MoeMaKa Reporter (Yangon)
February 28, 2011
In Burma, merchants and travelers complainingly said that prices of goods and transport charges were rising up, as the domestic price of petrol and diesel went up by over 30%, because of the rise in the price of the fuel in the world. Commodity prices in Yangon and other towns are now shooting up for the high costs of transport, affected by the restriction called ‘ASEAN STANDARD’, which is not allowed trucks to exceed permitted payload and imposed recently by the authority concerned.
During this week, the price of diesel reached 4000 kyat (over US $4) from 3800 kyat, and then it rose up to 4200 kyat (over US $5), in next few days. The petrol price, similarly, went up more 500 kyat (around US $0.50) than its last week’s price and reached 3900 to 4000 kyat (around US $5) in black market.
Although gasoline is being sold at the price of 2500 kyat per gallon, a price fixed by the regime in private stations, the owners of automobiles and motorcycles have to wait for several hours to get a permit to buy it with that price. Thus the work queuing up for petrol and reselling it in black market becomes business in Burma. In the illegal trade, the price of petrol went up to 3900 kyat (over US $4).
According to travelers, as a direct impact of the rise in fuel prices, the cost for a ticket of Yangon - Mawlamying passenger bus increased from 5000 kyat to 5500 kyat in last few days.
As a consequence of political instability started in mid January in Middle East countries, the price of a barrel of crude oil rocketed to US $120, and so the domestic fuel cost followed it.
“As the payload restriction for lorries called Asean Standard enforced in last month, transport charges between Yangon and rural regions almost doubled,” said merchants from countryside.
A tobacco dealer from Mawlamying complained that costs of transport became almost double for that Asean Standard rule since last month. “The tobacco price was high because the transport charge for a bale of it currently rose up to 3000 kyat (over US $3) from its previous price of 1800 kyat (around US $2),” that tobacconist added.
Despite the privatization of fuel trading by the military junta in the middle of last year, prices of petrol and diesel vary two kinds ‘Station Price and Black Market’s’ as private gasoline station are told to sell petrol at the fixed-price 2500 kyat. Black market rate costs 1400 kyat more than the price of stations.
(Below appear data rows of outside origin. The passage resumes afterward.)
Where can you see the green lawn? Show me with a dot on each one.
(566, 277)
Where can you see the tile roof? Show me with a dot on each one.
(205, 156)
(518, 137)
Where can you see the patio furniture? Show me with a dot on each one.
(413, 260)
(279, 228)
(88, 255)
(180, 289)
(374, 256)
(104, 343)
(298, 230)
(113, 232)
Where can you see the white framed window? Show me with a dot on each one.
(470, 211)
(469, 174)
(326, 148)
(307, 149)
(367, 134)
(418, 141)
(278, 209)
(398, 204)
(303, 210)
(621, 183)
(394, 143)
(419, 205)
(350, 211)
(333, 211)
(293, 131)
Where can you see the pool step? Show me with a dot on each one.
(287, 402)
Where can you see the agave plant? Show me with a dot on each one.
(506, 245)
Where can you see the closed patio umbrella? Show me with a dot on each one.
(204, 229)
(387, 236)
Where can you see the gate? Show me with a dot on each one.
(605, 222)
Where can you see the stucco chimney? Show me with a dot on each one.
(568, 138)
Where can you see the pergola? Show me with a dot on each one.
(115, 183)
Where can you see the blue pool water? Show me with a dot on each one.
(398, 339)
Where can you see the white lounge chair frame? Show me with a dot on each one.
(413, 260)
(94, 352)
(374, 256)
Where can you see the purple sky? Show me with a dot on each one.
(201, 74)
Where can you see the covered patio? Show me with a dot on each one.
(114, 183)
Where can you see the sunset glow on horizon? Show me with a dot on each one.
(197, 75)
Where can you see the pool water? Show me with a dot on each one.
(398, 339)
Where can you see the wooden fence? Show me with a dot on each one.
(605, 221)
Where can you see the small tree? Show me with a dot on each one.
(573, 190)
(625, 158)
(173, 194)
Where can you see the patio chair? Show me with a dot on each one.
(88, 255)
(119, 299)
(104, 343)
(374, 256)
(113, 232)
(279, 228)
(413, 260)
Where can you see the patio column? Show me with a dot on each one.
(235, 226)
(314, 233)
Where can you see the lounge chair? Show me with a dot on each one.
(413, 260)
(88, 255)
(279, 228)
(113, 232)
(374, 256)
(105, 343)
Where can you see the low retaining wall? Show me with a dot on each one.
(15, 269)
The figures in this news are based on the currency exchange rate of American dollar and Burmese Kyat in illegal trading. According to the statistics of January 2011, the basic pay of an ordinary worker from Yangon clothing industry ranges from 10,000 kyat to 50,000, meanwhile, a factory worker of neighbor country ‘India’ earns US$ 50 at least monthly, and petrol price is only US$ 1.50 there.